Юноша глядел на него с отчаянием, опасаясь, что ему придется возвращаться ни с чем. Что он скажет своему капитану?

— Барба Георгий, ты подумай хорошенько. Не обязательно бежать именно сегодня. Наш капитан будет ждать от тебя ответа.

Мамарчев прислонил голову к подоконнику и не сказал больше ни слова. Юноша встал, взял узел с одеждой, осторожно приоткрыл дверь и тотчас же потонул во тьме. Мамарчев продолжал сидеть, склонив голову на подоконник, охваченный тревожными мыслями, которые то запутывались, то распутывались, не приводя, однако, его к какому-либо определенному решению, не предлагая нужные ответы.

Рев моря усиливался. Из мрачной бездны мчались необузданные волны и со страшным грохотом разбивались о прибрежные скалы. Порой рев несколько утихал. А может, это почудилось Мамарчеву, погруженному в свои думы? Порой же удары водной стихии слышались так ясно и близко, что казалось, земная твердь с минуты на минуту рухнет и ее тут же поглотит морская пучина. В такие мгновения капитан вздрагивал, приподымался и долго с недоумением глядел в окно, словно спрашивая: «Неужто приходит конец света?» А как только волны, ударяясь о берег, снова входили в свой размеренный ритм, он опять склонял голову и погружался в свои мысли. И, всецело поглощенный бурей, бушующей в его собственном сердце, он уже не замечал морской бури, которая лютовала совсем рядом с его ветхой лачугой.
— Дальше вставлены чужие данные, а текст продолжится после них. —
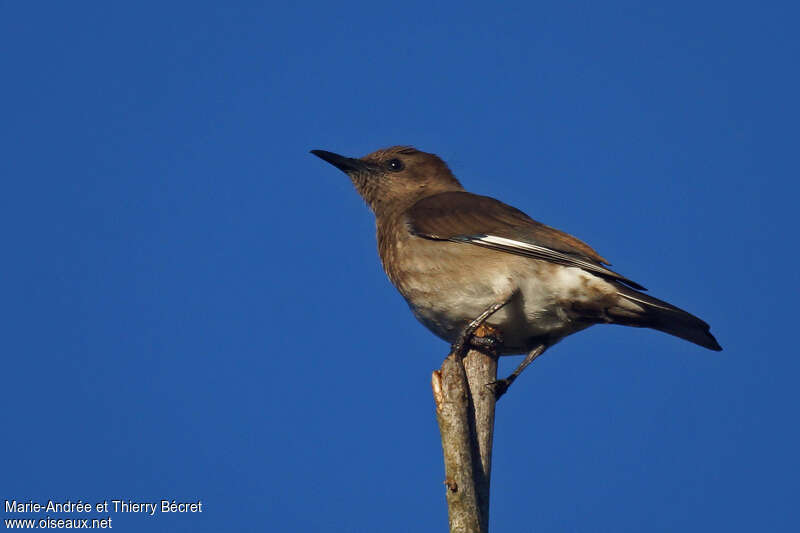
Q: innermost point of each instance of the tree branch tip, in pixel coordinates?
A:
(436, 385)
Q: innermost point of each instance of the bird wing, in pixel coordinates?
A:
(469, 218)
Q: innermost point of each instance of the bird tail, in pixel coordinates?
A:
(660, 315)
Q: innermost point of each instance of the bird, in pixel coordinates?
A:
(462, 261)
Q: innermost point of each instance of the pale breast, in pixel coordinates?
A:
(448, 284)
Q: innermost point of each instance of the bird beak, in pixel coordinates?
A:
(345, 164)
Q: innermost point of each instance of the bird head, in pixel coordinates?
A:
(396, 177)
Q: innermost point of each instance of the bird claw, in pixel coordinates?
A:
(499, 387)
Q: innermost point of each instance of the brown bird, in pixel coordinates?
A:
(461, 260)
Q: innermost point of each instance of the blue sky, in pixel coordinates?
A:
(194, 307)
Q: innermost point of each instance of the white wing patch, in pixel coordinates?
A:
(539, 252)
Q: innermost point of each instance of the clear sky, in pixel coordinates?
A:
(193, 307)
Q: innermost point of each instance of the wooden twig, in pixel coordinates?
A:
(465, 412)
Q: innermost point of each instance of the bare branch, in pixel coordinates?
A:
(465, 412)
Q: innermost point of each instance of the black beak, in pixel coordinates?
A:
(345, 164)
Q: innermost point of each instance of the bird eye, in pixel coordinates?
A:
(395, 165)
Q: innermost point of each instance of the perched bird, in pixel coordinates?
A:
(461, 260)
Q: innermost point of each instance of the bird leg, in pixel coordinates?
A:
(487, 339)
(460, 346)
(501, 386)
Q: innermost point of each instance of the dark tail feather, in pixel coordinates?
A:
(664, 317)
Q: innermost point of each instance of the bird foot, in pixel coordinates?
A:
(499, 387)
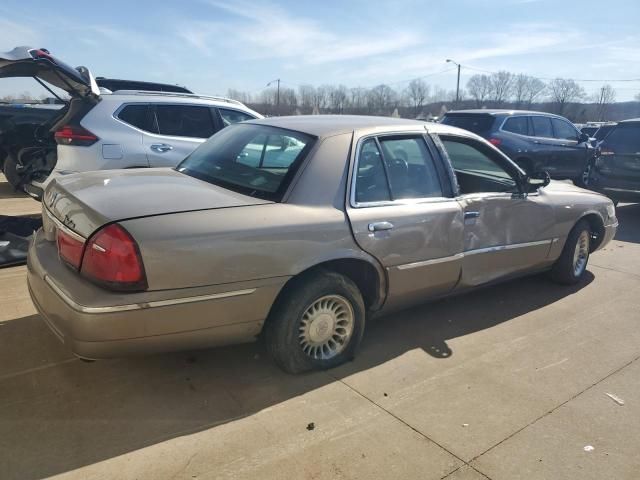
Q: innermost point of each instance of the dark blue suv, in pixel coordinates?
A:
(534, 140)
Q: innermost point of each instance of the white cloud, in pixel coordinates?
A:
(268, 31)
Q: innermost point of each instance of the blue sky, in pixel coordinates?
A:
(213, 45)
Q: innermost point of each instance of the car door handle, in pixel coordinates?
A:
(380, 226)
(161, 147)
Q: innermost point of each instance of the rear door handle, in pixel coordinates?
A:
(380, 226)
(161, 147)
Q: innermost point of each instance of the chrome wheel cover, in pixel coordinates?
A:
(581, 253)
(326, 327)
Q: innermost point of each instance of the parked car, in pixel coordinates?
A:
(602, 132)
(100, 130)
(297, 228)
(617, 171)
(534, 140)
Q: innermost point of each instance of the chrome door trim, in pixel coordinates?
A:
(143, 305)
(426, 263)
(498, 248)
(459, 256)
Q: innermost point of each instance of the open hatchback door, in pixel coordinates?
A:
(41, 65)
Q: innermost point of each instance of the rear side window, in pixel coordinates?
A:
(519, 125)
(136, 115)
(542, 127)
(184, 121)
(233, 116)
(624, 139)
(478, 124)
(256, 160)
(396, 168)
(563, 130)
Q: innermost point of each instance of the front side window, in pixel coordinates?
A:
(624, 139)
(563, 130)
(230, 117)
(184, 121)
(519, 125)
(542, 127)
(475, 169)
(256, 160)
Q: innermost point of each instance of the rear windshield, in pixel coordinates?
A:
(624, 138)
(255, 160)
(603, 132)
(478, 124)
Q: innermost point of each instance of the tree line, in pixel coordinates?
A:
(421, 100)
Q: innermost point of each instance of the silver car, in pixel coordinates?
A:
(297, 229)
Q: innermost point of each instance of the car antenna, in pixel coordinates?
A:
(50, 91)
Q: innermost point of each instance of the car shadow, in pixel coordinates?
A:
(58, 413)
(629, 220)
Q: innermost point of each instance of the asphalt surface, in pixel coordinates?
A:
(522, 380)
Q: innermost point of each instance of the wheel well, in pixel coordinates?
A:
(360, 272)
(597, 229)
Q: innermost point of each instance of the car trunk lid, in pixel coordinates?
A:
(620, 152)
(41, 65)
(84, 203)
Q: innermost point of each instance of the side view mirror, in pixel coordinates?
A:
(537, 180)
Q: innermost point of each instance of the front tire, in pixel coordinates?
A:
(572, 263)
(317, 324)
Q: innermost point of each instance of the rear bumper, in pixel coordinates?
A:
(94, 323)
(616, 188)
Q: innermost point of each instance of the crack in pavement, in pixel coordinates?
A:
(410, 427)
(555, 408)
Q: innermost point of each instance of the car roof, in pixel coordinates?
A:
(501, 111)
(329, 125)
(630, 120)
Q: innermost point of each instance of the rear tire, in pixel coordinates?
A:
(570, 267)
(10, 170)
(317, 324)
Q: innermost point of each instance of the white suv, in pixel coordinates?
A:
(100, 129)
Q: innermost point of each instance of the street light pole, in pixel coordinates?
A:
(458, 84)
(277, 80)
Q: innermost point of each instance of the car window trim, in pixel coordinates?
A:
(402, 201)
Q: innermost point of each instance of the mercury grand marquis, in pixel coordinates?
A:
(296, 230)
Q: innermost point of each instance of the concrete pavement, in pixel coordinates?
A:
(503, 383)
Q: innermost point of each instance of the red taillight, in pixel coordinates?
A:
(112, 258)
(69, 248)
(75, 135)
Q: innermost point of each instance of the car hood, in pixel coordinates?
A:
(85, 202)
(40, 64)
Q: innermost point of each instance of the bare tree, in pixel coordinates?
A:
(565, 91)
(604, 98)
(338, 98)
(417, 93)
(382, 98)
(501, 84)
(358, 98)
(479, 88)
(526, 89)
(306, 94)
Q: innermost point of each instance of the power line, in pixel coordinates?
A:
(553, 78)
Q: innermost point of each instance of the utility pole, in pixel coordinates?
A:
(277, 80)
(458, 84)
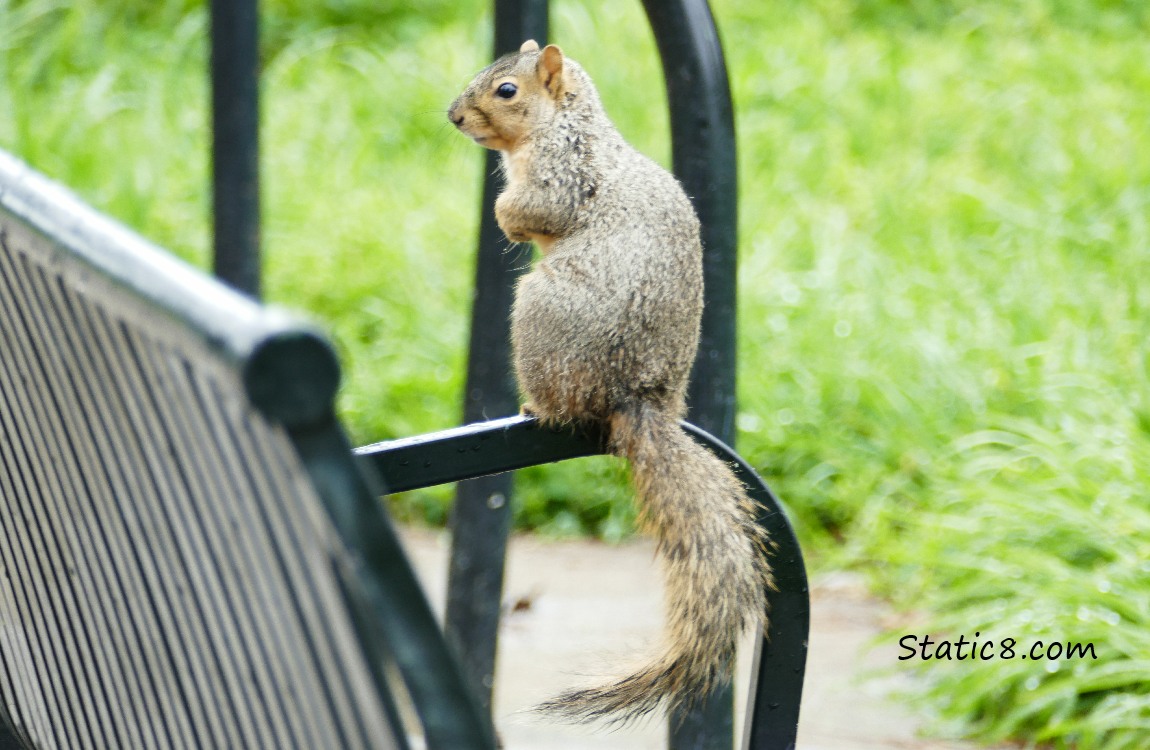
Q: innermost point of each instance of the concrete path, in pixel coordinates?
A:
(570, 606)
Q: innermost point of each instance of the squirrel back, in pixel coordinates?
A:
(604, 330)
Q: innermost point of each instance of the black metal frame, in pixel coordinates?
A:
(703, 148)
(518, 442)
(290, 373)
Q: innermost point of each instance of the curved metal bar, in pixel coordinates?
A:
(518, 442)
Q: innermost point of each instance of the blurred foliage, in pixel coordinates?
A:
(944, 296)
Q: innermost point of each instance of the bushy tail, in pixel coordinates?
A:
(713, 561)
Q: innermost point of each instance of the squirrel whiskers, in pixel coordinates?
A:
(604, 330)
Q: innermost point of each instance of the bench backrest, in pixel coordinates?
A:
(189, 556)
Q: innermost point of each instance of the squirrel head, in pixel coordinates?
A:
(511, 97)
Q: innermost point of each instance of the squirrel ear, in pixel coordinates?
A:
(551, 68)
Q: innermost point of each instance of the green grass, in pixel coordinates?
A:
(944, 290)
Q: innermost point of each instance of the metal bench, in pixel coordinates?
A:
(190, 556)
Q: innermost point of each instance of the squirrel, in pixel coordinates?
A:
(604, 331)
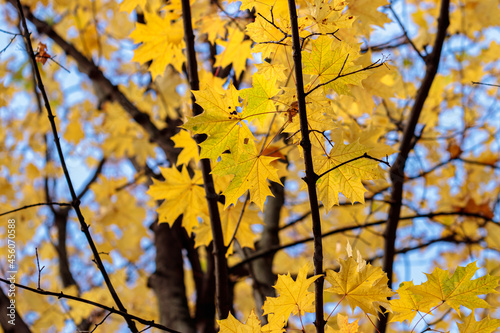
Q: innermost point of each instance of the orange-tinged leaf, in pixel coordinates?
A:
(407, 306)
(328, 59)
(161, 41)
(362, 285)
(41, 55)
(470, 325)
(251, 172)
(293, 295)
(459, 289)
(182, 195)
(222, 122)
(344, 326)
(190, 150)
(231, 219)
(259, 102)
(236, 51)
(348, 178)
(233, 325)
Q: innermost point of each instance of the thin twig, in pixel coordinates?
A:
(233, 237)
(365, 155)
(38, 267)
(125, 315)
(486, 84)
(75, 201)
(36, 205)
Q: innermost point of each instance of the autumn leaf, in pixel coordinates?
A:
(182, 194)
(232, 325)
(293, 297)
(236, 51)
(407, 306)
(470, 325)
(42, 56)
(345, 326)
(222, 122)
(332, 61)
(190, 150)
(161, 41)
(362, 285)
(231, 221)
(348, 178)
(251, 173)
(459, 289)
(259, 102)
Он так и не ложился до утра. Однако ни бессонная ночь, ни пришедший на смену день не принесли ему успокоения; он так и не смог обрести ясность и принять необходимое решение. Рыбаки, однако, не отказались от своего благородного намерения. Как было обещано, следующей ночью в его хижине снова появился Костакис.
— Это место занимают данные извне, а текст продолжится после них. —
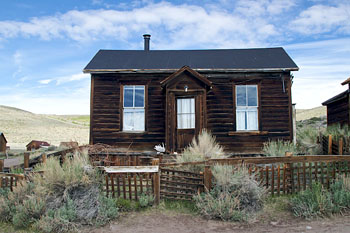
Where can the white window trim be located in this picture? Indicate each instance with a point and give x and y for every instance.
(247, 109)
(133, 101)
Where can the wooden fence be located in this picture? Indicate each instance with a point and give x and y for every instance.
(10, 180)
(282, 175)
(180, 185)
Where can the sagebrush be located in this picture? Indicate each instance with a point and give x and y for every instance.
(236, 195)
(201, 148)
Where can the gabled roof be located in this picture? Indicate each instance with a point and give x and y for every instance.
(195, 74)
(336, 98)
(258, 59)
(3, 135)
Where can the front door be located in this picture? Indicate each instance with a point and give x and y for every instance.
(185, 121)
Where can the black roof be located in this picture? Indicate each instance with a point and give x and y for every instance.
(226, 59)
(336, 98)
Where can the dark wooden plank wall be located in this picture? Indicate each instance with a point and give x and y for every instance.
(275, 109)
(338, 112)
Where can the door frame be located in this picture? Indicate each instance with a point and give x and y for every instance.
(171, 114)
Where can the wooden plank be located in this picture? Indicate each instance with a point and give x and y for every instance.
(131, 169)
(278, 179)
(112, 183)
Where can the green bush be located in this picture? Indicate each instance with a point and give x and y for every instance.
(235, 196)
(146, 200)
(320, 202)
(307, 141)
(279, 148)
(202, 148)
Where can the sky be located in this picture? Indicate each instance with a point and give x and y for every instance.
(45, 45)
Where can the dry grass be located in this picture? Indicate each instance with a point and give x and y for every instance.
(20, 127)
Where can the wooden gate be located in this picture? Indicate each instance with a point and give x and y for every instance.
(180, 185)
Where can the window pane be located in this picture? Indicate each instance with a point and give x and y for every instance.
(252, 96)
(139, 96)
(241, 95)
(241, 119)
(128, 120)
(128, 96)
(139, 120)
(134, 120)
(252, 119)
(186, 113)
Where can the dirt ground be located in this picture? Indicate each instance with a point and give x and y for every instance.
(156, 221)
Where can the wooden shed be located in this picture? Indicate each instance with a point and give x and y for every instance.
(34, 145)
(338, 107)
(140, 98)
(3, 143)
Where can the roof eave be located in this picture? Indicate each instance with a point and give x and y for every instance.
(91, 71)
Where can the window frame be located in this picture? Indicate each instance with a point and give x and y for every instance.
(235, 107)
(190, 113)
(145, 103)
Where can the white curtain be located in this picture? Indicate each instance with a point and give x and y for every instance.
(186, 113)
(134, 120)
(240, 118)
(252, 119)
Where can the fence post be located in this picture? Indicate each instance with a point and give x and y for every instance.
(1, 165)
(329, 144)
(43, 158)
(156, 182)
(26, 160)
(340, 146)
(207, 178)
(290, 177)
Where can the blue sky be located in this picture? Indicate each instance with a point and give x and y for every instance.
(44, 45)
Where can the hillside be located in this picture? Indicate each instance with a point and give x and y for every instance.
(304, 114)
(20, 127)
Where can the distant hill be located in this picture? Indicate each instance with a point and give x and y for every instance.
(20, 127)
(304, 114)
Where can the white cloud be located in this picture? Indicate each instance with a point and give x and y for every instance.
(189, 25)
(323, 19)
(45, 81)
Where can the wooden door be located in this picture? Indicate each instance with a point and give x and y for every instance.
(185, 121)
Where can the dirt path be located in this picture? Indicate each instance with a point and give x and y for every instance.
(169, 222)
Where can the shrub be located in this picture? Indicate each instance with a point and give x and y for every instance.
(279, 148)
(107, 210)
(29, 212)
(201, 149)
(307, 140)
(146, 200)
(235, 196)
(320, 202)
(315, 202)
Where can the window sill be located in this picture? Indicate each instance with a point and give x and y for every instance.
(132, 132)
(247, 133)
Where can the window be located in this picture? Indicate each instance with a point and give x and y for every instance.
(134, 108)
(247, 107)
(186, 113)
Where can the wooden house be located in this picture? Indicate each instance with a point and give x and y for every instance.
(34, 145)
(3, 143)
(338, 107)
(140, 98)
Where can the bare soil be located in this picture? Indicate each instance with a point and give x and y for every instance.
(172, 222)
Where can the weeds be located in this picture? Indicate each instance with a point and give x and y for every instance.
(203, 148)
(235, 196)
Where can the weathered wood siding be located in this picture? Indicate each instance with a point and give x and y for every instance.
(338, 112)
(275, 119)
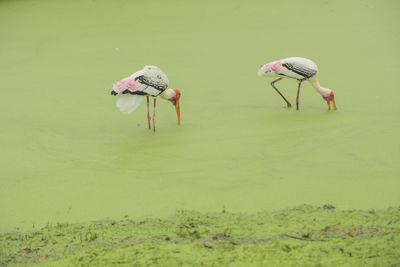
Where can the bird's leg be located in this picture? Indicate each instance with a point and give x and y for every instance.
(154, 115)
(273, 85)
(297, 98)
(148, 111)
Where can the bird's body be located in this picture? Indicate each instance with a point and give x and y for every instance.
(301, 69)
(150, 81)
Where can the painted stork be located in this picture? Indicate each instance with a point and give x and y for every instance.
(150, 81)
(301, 69)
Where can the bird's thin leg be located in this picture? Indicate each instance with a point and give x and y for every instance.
(273, 85)
(297, 98)
(154, 115)
(148, 111)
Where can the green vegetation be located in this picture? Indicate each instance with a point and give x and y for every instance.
(311, 235)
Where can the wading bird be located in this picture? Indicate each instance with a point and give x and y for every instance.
(301, 69)
(150, 81)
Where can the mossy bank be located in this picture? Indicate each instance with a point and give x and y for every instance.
(305, 235)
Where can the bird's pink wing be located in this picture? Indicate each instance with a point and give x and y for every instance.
(126, 84)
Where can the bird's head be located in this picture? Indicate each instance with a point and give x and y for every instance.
(330, 98)
(265, 69)
(173, 95)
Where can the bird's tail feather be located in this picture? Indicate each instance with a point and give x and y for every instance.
(128, 103)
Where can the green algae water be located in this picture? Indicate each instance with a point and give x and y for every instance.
(68, 155)
(307, 235)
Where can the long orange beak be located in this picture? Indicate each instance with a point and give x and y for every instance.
(178, 112)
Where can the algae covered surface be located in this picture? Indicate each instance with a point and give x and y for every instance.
(69, 157)
(312, 236)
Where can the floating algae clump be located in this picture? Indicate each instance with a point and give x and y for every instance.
(304, 235)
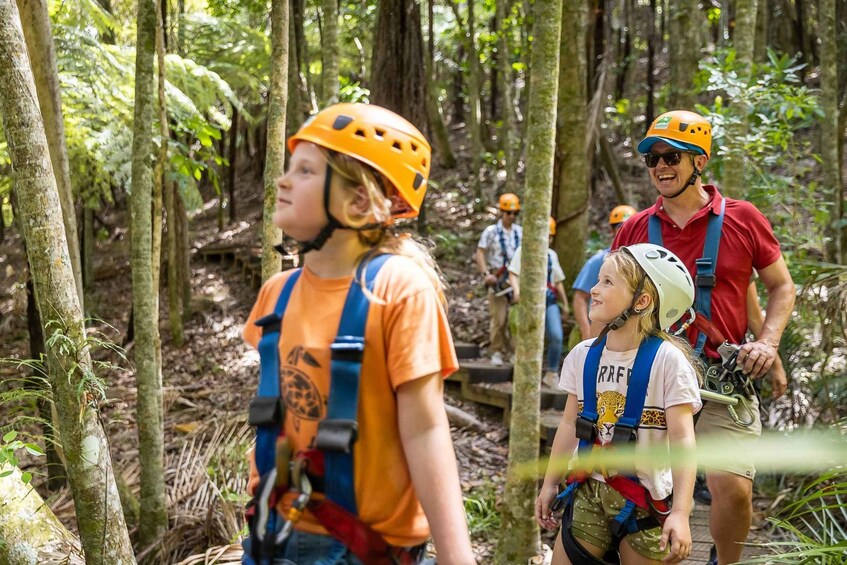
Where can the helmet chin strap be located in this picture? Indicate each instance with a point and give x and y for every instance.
(621, 320)
(317, 242)
(691, 180)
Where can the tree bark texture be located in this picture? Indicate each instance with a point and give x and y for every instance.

— Ну как, решил, барба Георгий?

— Решил, Костакис!

— Значит, трогаемся, барба Георгий?

Мамарчев с улыбкой посмотрел в преданные глаза юноши и сказал:

— Костакис, передай капитану мое спасибо. Скажи ему, что меня глубоко тронуло внимание греческих рыбаков ко мне и к моей судьбе. Но, к сожалению, я не могу принять это предложение. Не позволяет моя офицерская честь. Меня обязаны освободить и оправдать. Мне по закону должны вернуть все то, что у меня отняли. А свобода без чести — зачем она мне?

Юноша молчал.

За окном по-прежнему выл весенний ветер. Море кипело, вздымалось и билось о безлюдный пустынный берег. Лишь оно было свидетелем встречи, которая произошла этой ночью в хижине гордого узника, твердо верившего в свою правоту и в торжество справедливости на земле.

После полуночи молодой греческий рыбак вышел из хижины и потонул во мраке.

Взволнованный Мамарчев опять до самого утра не сомкнул глаз.

«А может, мне и в самом деле следовало бежать?» — спрашивал он себя, не находя успокоения своему сердцу, вынесшему столько бурь и тревог.